The Stories That We Tell Ourselves

https://i0.wp.com/upload.wikimedia.org/wikipedia/commons/thumb/4/49/Don_Juan_and_the_statue_of_the_Commander_mg_0119.jpg/500px-Don_Juan_and_the_statue_of_the_Commander_mg_0119.jpg

Therapists hear stories. Tons of them.

Everyone has one.

But the stories that are most important are those that represent the essential narrative of a person’s life. You might have just one such story, one that tells you how you see yourself and your journey through life.

It may not even take the form of a specific tale or recollection, instead describing a view of how your life has progressed.

Perhaps you think you are lucky or, alternatively, unlucky. Maybe you see yourself as a “mover and a shaker.”  Do you imagine a handsome and suave (or beautiful and charming) persona as you look in the mirror? Or someone who is lazy or hardworking or resilient or weak?

But even if there is no story attached to the qualities that you ascribe to yourself or to your life path, the character traits you claim still are central to how you see of yourself, something you refer back to repeatedly.

Nor does the story or characteristic even have to be true. It just has to be something that you believe is true.

An example. An old acquaintance thought of himself as a “lady’s man,” making such politically incorrect comments as this simile: “A woman is like a taxi cab — if you miss this one, there will be another one along in 10 minutes.” He was clever, energetic, interesting, and outgoing, but unremarkable in his level of success and appearance — not particularly tactful either. When a woman rejected him, he was usually undaunted.

This gentleman even had a theme-song, of sorts. It was the soaring horn call from the Richard Strauss orchestral tone poem “Don Juan,” representing the bold, dashing title character he believed himself to be. And so, ever on the look-out for attractive women, he did, in fact, have numerous love affairs. Many ended badly, and he was as often rejected as he was the person who terminated the relationship.

Another person, no less likeable or successful with the opposite sex, might have seen the identical romantic life as a disappointment. But, our “Don Juan” never showed regret, rarely was chagrined for long, and continued to pursue women with the vigor he had always demonstrated.

Well, you might say that our hero had little self-awareness and you might be right. But, the case can be made that he was more satisfied in living-out his romantic life through his chosen vision of himself — through the story he was telling himself about himself — than if he had defined his role in the story differently, or come up with an alternate narrative altogether, especially if it was that of the jilted, luckless lover.

Now, I am not recommending either this man’s approach to women or his less-than-fully realistic view of himself.

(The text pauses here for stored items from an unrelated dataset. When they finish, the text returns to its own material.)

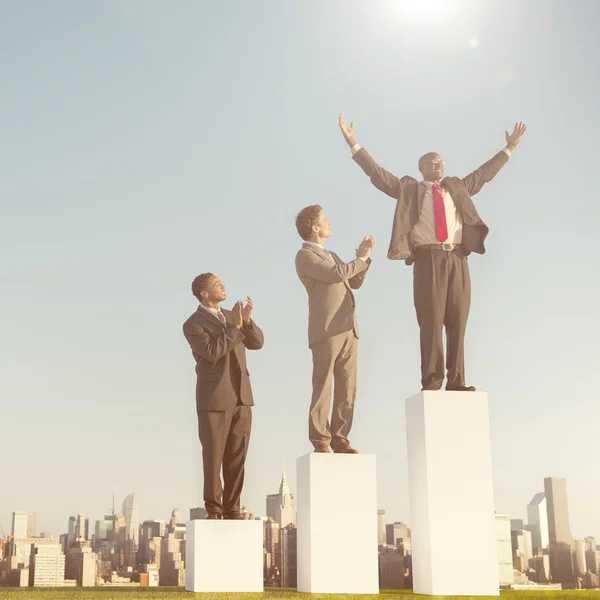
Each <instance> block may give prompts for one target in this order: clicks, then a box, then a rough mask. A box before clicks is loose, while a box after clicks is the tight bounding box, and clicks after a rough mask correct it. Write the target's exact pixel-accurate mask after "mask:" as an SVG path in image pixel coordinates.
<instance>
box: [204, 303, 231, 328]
mask: <svg viewBox="0 0 600 600" xmlns="http://www.w3.org/2000/svg"><path fill="white" fill-rule="evenodd" d="M200 306H201V307H202V308H203V309H204V310H205V311H207V312H209V313H210V314H211V315H212V316H213V317H217V319H219V321H221V323H223V325H227V319H226V318H225V315H224V314H223V311H222V310H221V309H220V308H210V307H209V306H204V304H200Z"/></svg>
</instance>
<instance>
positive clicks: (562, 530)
mask: <svg viewBox="0 0 600 600" xmlns="http://www.w3.org/2000/svg"><path fill="white" fill-rule="evenodd" d="M544 491H545V493H546V501H547V503H548V507H547V508H548V534H549V551H550V552H549V553H550V575H551V577H552V581H554V582H555V583H568V584H571V583H573V582H574V580H575V572H574V568H573V536H572V535H571V528H570V526H569V506H568V502H567V482H566V480H565V479H563V478H562V477H546V478H545V479H544Z"/></svg>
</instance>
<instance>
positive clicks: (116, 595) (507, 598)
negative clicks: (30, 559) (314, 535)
mask: <svg viewBox="0 0 600 600" xmlns="http://www.w3.org/2000/svg"><path fill="white" fill-rule="evenodd" d="M194 596H196V597H198V598H201V599H202V600H279V599H280V598H281V599H289V598H296V599H297V600H300V598H306V599H307V600H308V599H310V600H368V599H370V598H381V599H382V600H405V599H406V600H416V598H423V599H424V600H426V599H427V598H430V599H431V600H442V599H445V598H455V599H456V600H482V598H484V596H415V595H413V593H412V592H411V591H410V590H383V591H382V592H381V593H380V594H379V595H378V596H369V595H361V594H300V593H298V592H296V591H295V590H284V589H279V588H270V589H266V590H265V592H264V593H262V594H223V593H208V594H192V593H190V592H186V591H185V590H184V589H183V588H169V587H158V588H48V589H43V588H2V587H0V600H4V599H5V598H7V599H8V598H10V599H11V600H12V599H14V600H63V599H64V600H113V599H114V600H136V599H137V598H140V599H141V600H153V599H156V600H179V599H184V598H185V599H189V598H191V597H194ZM486 597H488V596H486ZM489 597H490V598H492V597H493V596H489ZM500 598H501V600H509V599H513V598H514V599H516V598H519V599H522V600H542V599H544V598H551V599H552V600H577V599H579V598H582V599H586V598H595V599H597V600H600V590H586V591H582V590H565V591H548V592H541V591H533V590H532V591H506V592H505V591H503V592H501V594H500Z"/></svg>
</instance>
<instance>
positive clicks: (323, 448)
mask: <svg viewBox="0 0 600 600" xmlns="http://www.w3.org/2000/svg"><path fill="white" fill-rule="evenodd" d="M314 451H315V452H321V453H324V454H329V446H328V445H327V444H326V443H325V442H323V443H321V444H315V450H314Z"/></svg>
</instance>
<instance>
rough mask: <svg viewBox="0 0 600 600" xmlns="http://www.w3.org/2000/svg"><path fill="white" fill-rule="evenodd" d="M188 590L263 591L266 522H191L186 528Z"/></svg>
mask: <svg viewBox="0 0 600 600" xmlns="http://www.w3.org/2000/svg"><path fill="white" fill-rule="evenodd" d="M185 552H186V561H185V562H186V568H185V589H186V590H187V591H188V592H262V591H263V589H264V588H263V525H262V521H254V520H253V521H242V520H239V521H238V520H231V521H227V520H222V521H221V520H208V519H198V520H194V521H190V522H189V523H188V524H187V528H186V546H185Z"/></svg>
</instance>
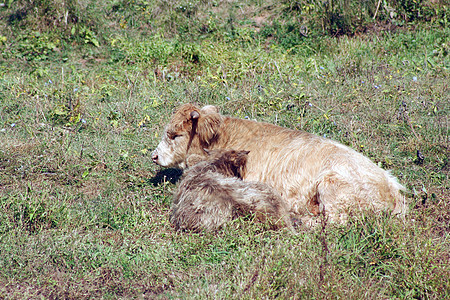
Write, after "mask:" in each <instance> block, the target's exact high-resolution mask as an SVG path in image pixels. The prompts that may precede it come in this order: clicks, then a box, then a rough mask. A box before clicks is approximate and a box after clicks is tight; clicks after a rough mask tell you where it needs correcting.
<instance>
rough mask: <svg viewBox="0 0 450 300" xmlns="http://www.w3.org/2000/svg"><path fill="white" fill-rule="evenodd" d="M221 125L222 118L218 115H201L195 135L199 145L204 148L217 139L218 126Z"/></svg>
mask: <svg viewBox="0 0 450 300" xmlns="http://www.w3.org/2000/svg"><path fill="white" fill-rule="evenodd" d="M221 124H222V116H221V115H220V114H218V113H209V114H201V115H200V117H199V118H198V125H197V134H198V138H199V139H200V143H202V144H203V145H205V146H209V145H211V143H212V142H213V140H214V139H215V138H216V137H217V133H218V132H219V128H220V125H221Z"/></svg>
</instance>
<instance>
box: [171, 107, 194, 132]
mask: <svg viewBox="0 0 450 300" xmlns="http://www.w3.org/2000/svg"><path fill="white" fill-rule="evenodd" d="M199 117H200V109H199V108H198V107H197V106H195V105H193V104H190V103H187V104H183V105H181V106H180V107H178V109H177V110H176V111H175V113H174V114H173V116H172V120H171V121H170V123H171V124H172V125H173V126H174V127H175V128H176V130H190V128H192V121H193V120H194V119H196V118H199Z"/></svg>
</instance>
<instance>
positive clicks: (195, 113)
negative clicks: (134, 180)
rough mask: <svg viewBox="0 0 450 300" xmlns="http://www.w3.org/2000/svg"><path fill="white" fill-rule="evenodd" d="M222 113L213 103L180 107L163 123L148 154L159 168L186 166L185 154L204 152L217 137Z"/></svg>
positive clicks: (201, 153)
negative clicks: (212, 103) (218, 109)
mask: <svg viewBox="0 0 450 300" xmlns="http://www.w3.org/2000/svg"><path fill="white" fill-rule="evenodd" d="M221 123H222V116H221V115H220V114H219V113H218V110H217V108H216V107H215V106H212V105H208V106H205V107H203V108H201V109H200V108H198V107H197V106H195V105H192V104H184V105H182V106H180V107H179V108H178V109H177V110H176V111H175V113H174V114H173V115H172V118H171V120H170V121H169V124H167V126H166V128H165V130H164V134H163V136H162V139H161V142H160V143H159V145H158V147H157V148H156V149H155V151H153V153H152V160H153V162H154V163H156V164H158V165H160V166H163V167H178V168H185V167H186V163H185V160H186V157H187V155H189V154H201V155H206V154H205V153H204V150H203V149H206V148H209V146H210V145H211V144H212V143H213V142H214V140H215V139H217V134H218V131H219V128H220V125H221Z"/></svg>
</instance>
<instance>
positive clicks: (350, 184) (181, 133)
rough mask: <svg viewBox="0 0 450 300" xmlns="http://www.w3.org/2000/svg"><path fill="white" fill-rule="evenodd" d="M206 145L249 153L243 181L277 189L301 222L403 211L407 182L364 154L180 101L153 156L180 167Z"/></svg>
mask: <svg viewBox="0 0 450 300" xmlns="http://www.w3.org/2000/svg"><path fill="white" fill-rule="evenodd" d="M204 149H246V150H248V151H250V153H249V155H248V161H247V165H246V168H247V170H246V172H245V174H244V176H243V179H244V180H246V181H258V182H263V183H265V184H267V185H269V186H271V187H273V188H275V189H276V190H277V191H278V192H279V193H280V194H281V196H282V199H283V202H285V203H286V205H287V207H288V208H289V209H290V211H291V212H292V213H293V214H295V215H301V216H303V217H302V220H303V221H304V222H314V218H312V217H313V216H317V215H319V214H320V213H321V212H322V211H323V210H324V211H325V213H326V214H327V215H328V217H329V218H330V219H331V220H337V221H339V220H345V219H346V216H347V214H348V213H349V212H350V211H352V210H354V209H372V210H374V211H376V212H380V211H392V212H393V213H394V214H398V215H400V216H403V215H404V214H405V212H406V203H405V198H404V196H403V195H402V194H401V192H400V191H402V190H404V187H403V186H402V185H401V184H400V183H398V181H397V179H396V178H395V177H394V176H392V175H391V174H390V173H389V172H387V171H385V170H383V169H381V168H379V167H378V166H377V165H375V164H374V163H373V162H372V161H371V160H370V159H368V158H367V157H365V156H363V155H362V154H361V153H358V152H356V151H354V150H353V149H351V148H349V147H347V146H344V145H342V144H340V143H337V142H335V141H333V140H330V139H325V138H322V137H319V136H316V135H313V134H310V133H307V132H304V131H298V130H291V129H287V128H282V127H279V126H276V125H273V124H268V123H263V122H256V121H251V120H242V119H237V118H232V117H228V116H223V115H221V114H220V113H219V112H218V109H217V108H216V107H215V106H211V105H208V106H205V107H203V108H199V107H197V106H195V105H192V104H184V105H182V106H180V107H179V108H178V109H177V110H176V111H175V113H174V114H173V116H172V118H171V120H170V122H169V124H168V125H167V126H166V129H165V132H164V135H163V138H162V140H161V142H160V143H159V145H158V147H157V148H156V149H155V151H154V152H153V154H152V159H153V161H154V162H155V163H157V164H159V165H161V166H166V167H169V166H172V167H180V168H185V167H186V158H187V157H188V156H189V155H191V154H196V155H199V156H204V157H206V155H207V154H206V152H205V150H204Z"/></svg>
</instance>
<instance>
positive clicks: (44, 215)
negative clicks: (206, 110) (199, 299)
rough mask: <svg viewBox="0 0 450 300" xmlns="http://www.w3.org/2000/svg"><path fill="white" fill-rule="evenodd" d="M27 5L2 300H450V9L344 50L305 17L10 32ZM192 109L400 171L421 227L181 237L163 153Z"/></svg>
mask: <svg viewBox="0 0 450 300" xmlns="http://www.w3.org/2000/svg"><path fill="white" fill-rule="evenodd" d="M30 3H31V2H30ZM30 3H29V2H25V1H23V2H22V1H17V2H16V1H13V2H7V7H3V8H1V7H0V16H1V18H0V30H1V31H0V51H1V52H2V57H3V59H2V60H0V298H7V299H29V298H40V297H43V298H68V299H72V298H76V299H80V298H111V299H115V298H140V297H142V298H160V299H171V298H175V299H178V298H189V299H192V298H199V299H203V298H218V299H223V298H244V299H253V298H256V299H267V298H269V299H272V298H281V299H284V298H294V299H298V298H306V299H310V298H316V299H317V298H319V299H323V298H333V299H334V298H346V299H361V298H365V299H366V298H367V299H379V298H383V299H385V298H402V299H411V298H417V299H445V298H450V292H449V291H450V280H449V276H448V274H449V273H450V267H449V264H448V259H449V256H450V242H449V232H450V227H449V224H450V185H449V182H450V180H449V133H450V131H449V118H448V116H449V114H450V107H449V105H450V90H449V86H448V82H449V69H450V60H449V55H448V52H449V50H450V44H449V36H450V31H449V29H448V27H447V26H446V24H447V23H446V22H447V20H448V19H447V16H448V15H450V14H448V8H446V7H445V6H444V5H442V4H441V6H440V9H441V10H440V12H439V14H436V16H435V17H430V16H429V15H427V16H428V17H426V16H424V17H423V18H424V19H423V20H417V19H410V20H409V21H408V22H406V23H405V24H404V26H403V27H395V28H391V29H392V30H379V29H377V28H378V27H377V26H384V25H386V22H387V20H386V18H387V17H386V15H385V14H386V12H385V11H380V12H379V14H381V15H379V19H377V20H376V22H375V21H371V22H369V23H364V24H362V25H361V26H362V27H358V28H359V29H357V30H355V32H356V33H359V32H363V31H364V30H362V28H365V30H368V32H367V33H365V34H356V35H353V36H340V37H334V36H329V35H327V33H328V31H329V28H321V26H317V27H311V26H312V25H309V24H312V23H314V20H316V19H315V18H318V17H320V16H321V15H320V14H321V13H322V12H321V11H320V10H319V9H317V10H315V11H314V13H313V14H311V15H310V19H307V18H308V17H307V15H305V14H304V13H305V11H303V12H302V13H298V7H297V6H296V5H299V4H298V3H300V4H302V5H305V4H306V2H305V3H304V2H301V1H300V2H299V1H297V2H296V3H294V2H292V1H281V2H279V3H277V2H274V3H271V5H266V4H264V3H262V2H261V1H236V2H233V3H229V2H222V1H212V2H208V3H206V2H202V1H192V2H189V3H191V4H189V3H188V2H181V1H155V2H152V3H150V2H148V3H147V2H133V1H131V2H129V1H118V2H104V3H103V4H102V5H90V4H89V3H90V2H89V1H85V2H83V3H81V4H79V5H75V4H74V3H72V2H70V1H68V2H67V3H68V4H65V5H67V6H51V7H56V8H55V9H54V10H51V9H50V10H49V11H48V12H47V15H46V18H37V17H36V16H35V15H33V14H28V15H27V17H26V18H24V19H23V20H19V19H14V18H13V19H11V16H15V18H17V17H18V16H22V15H21V12H23V11H29V9H30V8H29V7H28V6H29V5H31V4H30ZM36 3H37V2H36ZM39 3H40V4H39ZM39 3H38V4H35V5H37V7H38V8H39V9H42V8H45V7H46V6H45V5H47V4H48V3H51V2H48V3H47V2H42V3H41V2H39ZM46 3H47V4H46ZM399 3H400V2H399ZM401 3H404V4H405V3H406V4H407V3H409V2H407V1H404V2H401ZM82 4H83V5H82ZM84 4H86V5H84ZM406 4H405V5H406ZM27 5H28V6H27ZM70 5H74V6H70ZM367 5H369V4H367ZM61 7H62V8H61ZM60 8H61V9H60ZM144 8H145V9H144ZM52 9H53V8H52ZM64 9H65V10H64ZM355 9H356V8H355ZM371 9H372V8H371ZM414 9H417V7H416V8H414ZM64 11H68V12H69V15H70V16H77V20H78V21H77V20H75V19H73V18H72V19H71V18H69V19H68V23H67V25H66V24H65V23H64V21H63V20H64ZM367 11H368V12H370V14H373V10H367ZM398 11H399V14H401V12H402V10H401V8H399V9H398ZM428 12H429V11H428ZM445 12H446V13H447V15H445V16H444V15H443V14H444V13H445ZM41 14H45V13H43V12H41ZM60 16H62V17H60ZM370 16H371V15H370ZM414 16H416V15H414ZM156 17H158V18H156ZM259 17H261V18H262V19H263V20H264V21H263V22H262V23H261V24H260V21H259V20H260V19H258V18H259ZM295 18H297V19H295ZM369 19H370V18H369ZM42 20H53V21H54V22H43V21H42ZM55 20H56V21H55ZM292 20H297V21H302V22H304V24H308V26H310V27H309V34H308V36H307V37H305V36H302V35H296V36H295V35H294V34H298V31H295V30H297V29H298V28H297V29H296V27H295V26H294V28H292V26H291V25H292V24H291V23H292ZM401 20H405V19H404V18H403V19H401ZM401 20H400V18H399V19H398V20H397V21H398V23H399V22H400V21H401ZM353 21H354V20H353ZM369 21H370V20H369ZM425 21H426V22H425ZM290 22H291V23H290ZM308 22H312V23H308ZM390 22H391V23H393V20H391V21H390ZM295 24H297V23H295ZM302 24H303V23H302ZM317 24H318V23H317ZM330 24H332V23H330ZM333 24H334V25H333ZM333 24H332V25H333V26H337V25H336V24H335V23H333ZM349 24H351V26H356V25H355V24H356V23H349ZM352 24H353V25H352ZM319 25H320V24H319ZM397 25H399V24H397ZM289 26H291V27H289ZM330 26H331V25H330ZM72 28H75V29H74V30H72ZM333 28H336V27H333ZM333 28H332V29H333ZM346 28H350V27H346ZM352 28H353V27H352ZM355 28H356V27H355ZM370 28H372V29H371V30H369V29H370ZM386 28H387V27H386ZM394 29H395V30H394ZM274 30H276V31H274ZM37 32H39V34H36V33H37ZM186 102H194V103H198V104H201V105H203V104H214V105H217V106H219V107H220V109H221V111H222V112H223V113H224V114H228V115H232V116H236V117H240V118H244V117H248V118H251V119H257V120H260V121H267V122H271V123H275V124H278V125H281V126H285V127H289V128H295V129H302V130H307V131H309V132H312V133H315V134H318V135H322V136H326V137H329V138H332V139H334V140H337V141H339V142H341V143H344V144H346V145H349V146H350V147H352V148H354V149H356V150H357V151H360V152H362V153H363V154H364V155H366V156H368V157H370V158H371V159H372V160H373V161H374V162H375V163H377V164H378V165H380V166H382V167H383V168H385V169H390V170H392V173H393V174H394V175H396V176H397V177H398V178H399V180H400V181H401V182H402V183H403V184H404V185H405V186H406V187H407V192H406V195H407V198H408V202H409V207H410V213H409V214H408V215H407V217H406V219H405V220H404V221H402V220H398V219H396V218H394V217H391V216H388V215H380V216H374V215H370V214H367V215H364V214H363V215H356V216H354V217H352V218H351V219H350V221H349V223H348V224H346V225H339V226H338V225H335V224H326V225H325V226H322V227H321V228H316V229H311V230H306V231H302V232H300V233H298V234H297V235H292V234H291V233H289V232H287V231H281V232H274V231H267V230H266V229H265V228H264V226H263V225H260V224H254V223H253V222H252V221H251V220H241V219H239V220H236V221H235V222H233V223H232V224H229V225H228V226H227V227H226V228H225V229H223V230H221V231H219V232H217V233H213V234H192V233H181V232H175V231H174V230H173V228H172V226H171V224H170V222H169V218H168V216H169V213H170V204H171V197H172V191H173V189H174V187H175V184H174V181H175V179H176V178H177V175H179V173H177V171H176V170H161V169H160V168H159V167H157V166H155V165H154V164H153V163H152V162H151V158H150V153H151V151H152V150H153V149H154V148H155V147H156V145H157V144H158V142H159V138H160V134H161V132H162V130H163V128H164V125H165V123H166V122H167V121H168V119H169V116H170V115H171V113H172V112H173V109H174V108H175V107H177V106H178V105H179V104H182V103H186ZM418 150H419V151H420V152H421V153H422V154H423V156H424V157H425V158H424V160H423V162H421V161H420V160H418V158H417V151H418Z"/></svg>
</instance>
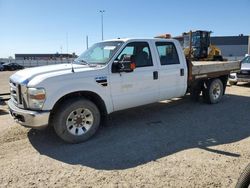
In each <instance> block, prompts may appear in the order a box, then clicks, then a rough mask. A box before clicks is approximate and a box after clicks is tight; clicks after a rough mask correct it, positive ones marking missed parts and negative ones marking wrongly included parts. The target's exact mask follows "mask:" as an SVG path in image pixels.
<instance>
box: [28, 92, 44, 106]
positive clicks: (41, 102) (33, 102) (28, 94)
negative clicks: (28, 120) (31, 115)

Nor would I have been pleased if one of my daughters found someone like him appealing. But his view did enable him to have much romance and fun in his life. In other words, he would have told you that it worked for him.

Unlike our friend, I have seen people change their stories over a life-time. For example, from feeling unlucky to feeling lucky, or from being timid and unsure to becoming more bold, assertive, and capable.

It is worth asking ourselves what stories we tell ourselves about ourselves. Again, they might not stand up to external scrutiny, but they don’t necessarily have to in order to be useful. We frequently create self-fulfilling prophecies for ourselves, succeeding or failing because of what we believe will happen or who we believe we are. In large part the man in question had much romance because he believed in his “Don Juan” myth. Had he seen himself as an undiplomatic opportunist (something as fitting as his chosen vision), he would have had much less female companionship. Even worse, if he saw himself as a schlemiel.

Was his glass half-full or half-empty? That too is part of his story, and he certainly looked at life with a hopeful, optimistic gaze and focused on what was best in himself, not his weaknesses.

The person I’ve described had many, many friends and had much pleasure, not only with women. He led an interesting life. Even if it is not one you would personally choose, do not be too hasty to judge it (especially after I tell you that he was a loving father).

A great man?

No, but then, there aren’t too many of those.

But he was one who found a useful story.

Many of us do worse.

The above image is Don Juan and the Statue of the Commander by Alexandre-Evariste Fragonard, oil on canvas, circa 1830–1835; sourced from Wikimedia Commons.